Updated: September 14, 2019 1:50:25 pm
On 3 September, the Lahore School of Economics (LSE) held a symposium on behavioural economics at The Pearl Intercontinental Hotel, discussing how the quality of Pakistan’s manpower has affected the country’s economy and its management. Expressly discussed was the inability of the state to collect taxes and the stubborn unwillingness of the citizens to file tax returns.
Pakistan has a population of 197 million, of which only 1.7 million pay income tax; India with a population of 1.3 billion has 70 million tax-filers. Pakistan’s economy has suffered frequent breakdowns and has had to submit 22 times to the diktat of the IMF. Fadi Makki of Lebanon, who heads Nudge — a collective that tries to “apply behavioural insights to the policy challenges that Lebanon faces” — referred to a Scandinavian state where people had responded to such “nudges”. But the Scandinavian example may not sit well with a case-hardened Pakistan. Clearly, what was missing was the Scandinavian bureaucrat whom the citizen took on trust.
Ijaz Nabi, an ex-World Bank economist and country director of Pakistan’s International Growth Centre, laid out some of the “cultural” factors which made people opt out of the system. He acknowledged that wealthy Pakistanis did record charity — all of it religion-based — instead of coming inside the tax-net. But, the conduct of the taxmen inside the Federal Bureau of Revenue (FBR) tended to negate the insights offered earlier.
The taxman blindly sends out audit ultimatums, then “settles” with the shopkeepers “out of court”. The shopkeeper, who usually wins his court decree, actually decides to bribe the taxman to avoid the court fee and the expense of defence. Lesson: If you have to choose between the magistrate and the taxman, choose the latter. Now you have two institutions to “nudge”: The taxman and the court.
One can also reduce the above behaviour study to the “quality of manpower” in Pakistan. We vaguely know that our expat community is less privileged than its Indian counterpart because of a difference in “quality”: Pakistan began by being close to the United States, but today the academia in the US is dominated by brilliant Indian scholars, while Pakistani Americans struggle to insulate their identity against the values of the host country.

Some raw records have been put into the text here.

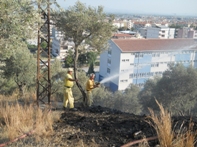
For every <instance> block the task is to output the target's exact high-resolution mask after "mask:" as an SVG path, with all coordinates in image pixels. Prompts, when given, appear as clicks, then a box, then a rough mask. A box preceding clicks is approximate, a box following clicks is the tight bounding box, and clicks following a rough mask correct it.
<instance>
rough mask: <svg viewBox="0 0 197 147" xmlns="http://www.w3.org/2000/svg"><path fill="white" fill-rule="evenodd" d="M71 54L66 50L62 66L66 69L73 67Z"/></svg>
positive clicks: (71, 53) (69, 50) (71, 51)
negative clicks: (66, 50) (67, 68)
mask: <svg viewBox="0 0 197 147" xmlns="http://www.w3.org/2000/svg"><path fill="white" fill-rule="evenodd" d="M73 56H74V55H73V52H72V51H71V50H68V55H67V56H66V58H65V61H64V65H65V67H66V68H68V67H73V62H74V61H73Z"/></svg>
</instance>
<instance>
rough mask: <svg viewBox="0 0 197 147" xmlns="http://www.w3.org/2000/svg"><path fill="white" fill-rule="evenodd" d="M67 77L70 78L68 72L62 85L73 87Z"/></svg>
mask: <svg viewBox="0 0 197 147" xmlns="http://www.w3.org/2000/svg"><path fill="white" fill-rule="evenodd" d="M69 79H72V76H71V75H70V74H67V75H66V77H65V80H64V86H65V87H67V88H71V87H73V84H74V83H73V81H70V80H69Z"/></svg>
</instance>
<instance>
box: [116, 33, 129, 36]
mask: <svg viewBox="0 0 197 147" xmlns="http://www.w3.org/2000/svg"><path fill="white" fill-rule="evenodd" d="M114 36H117V37H132V35H130V34H123V33H121V34H114Z"/></svg>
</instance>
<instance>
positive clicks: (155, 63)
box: [151, 63, 159, 67]
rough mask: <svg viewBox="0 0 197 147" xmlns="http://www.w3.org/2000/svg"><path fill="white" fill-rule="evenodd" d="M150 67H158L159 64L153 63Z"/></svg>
mask: <svg viewBox="0 0 197 147" xmlns="http://www.w3.org/2000/svg"><path fill="white" fill-rule="evenodd" d="M151 67H159V63H153V64H151Z"/></svg>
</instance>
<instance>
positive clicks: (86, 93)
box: [86, 91, 93, 107]
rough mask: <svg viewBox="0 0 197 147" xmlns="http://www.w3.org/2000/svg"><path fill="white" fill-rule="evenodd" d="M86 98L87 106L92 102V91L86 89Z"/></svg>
mask: <svg viewBox="0 0 197 147" xmlns="http://www.w3.org/2000/svg"><path fill="white" fill-rule="evenodd" d="M86 94H87V100H86V105H87V106H89V107H90V106H91V105H92V103H93V99H92V91H87V93H86Z"/></svg>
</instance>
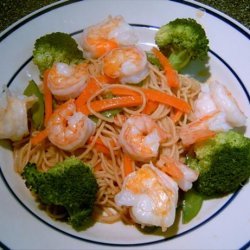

Today, Indians in the US outnumber all immigrants, except the Hispanics. The “quality of manpower” question comes to the fore again when you see the pattern of employment of Indians and Pakistanis in the Gulf, from where the two countries receive most of their remittances.
The Muslims had a “quality” problem even under the British Raj because the Hindu community, in contrast to Muslims, was heavily engaged in commerce — therefore, it was handling worldly knowledge contained in math and the sciences. In Lahore, before 1947, for instance, almost all the trading activity was conducted by Hindus and Sikhs; and math teachers were mostly Hindus.
Sir Syed Ahmad Khan, in his essays, also bemoaned the “poor quality” of the Muslim citizen and recommended that Muslims get “worldly” education instead of sending their children to madrasas. He finally set up Aligarh University and kept insisting that Muslims abandon their madrasa-only education. Today, he is no longer in the pantheon of the Pakistan Movement for this “deviation”; as also for his acceptance of bank-interest — forbidden by Islam, and a major reason behind the Muslims of India abstaining from commerce.
William Leitner, who founded the famous Government College Lahore in 1864, had written his big volume on the madrasas of Punjab but wanted Muslims to acquire worldly knowledge on the basis of “autonomous” observation — as promoted by European Enlightenment, in particular by Immanuel Kant, whose motto, Sapere Aude (Courage to Know), he adopted secretly to avoid Muslim wrath. He got Muhammad Husain Azad, the great writer of the new “functional” Urdu prose style, to teach “Ulum-e-Mufeeda” (useful knowledge). But today, in Pakistan, only the madrasas are functional; most state-sector schools are dysfunctional.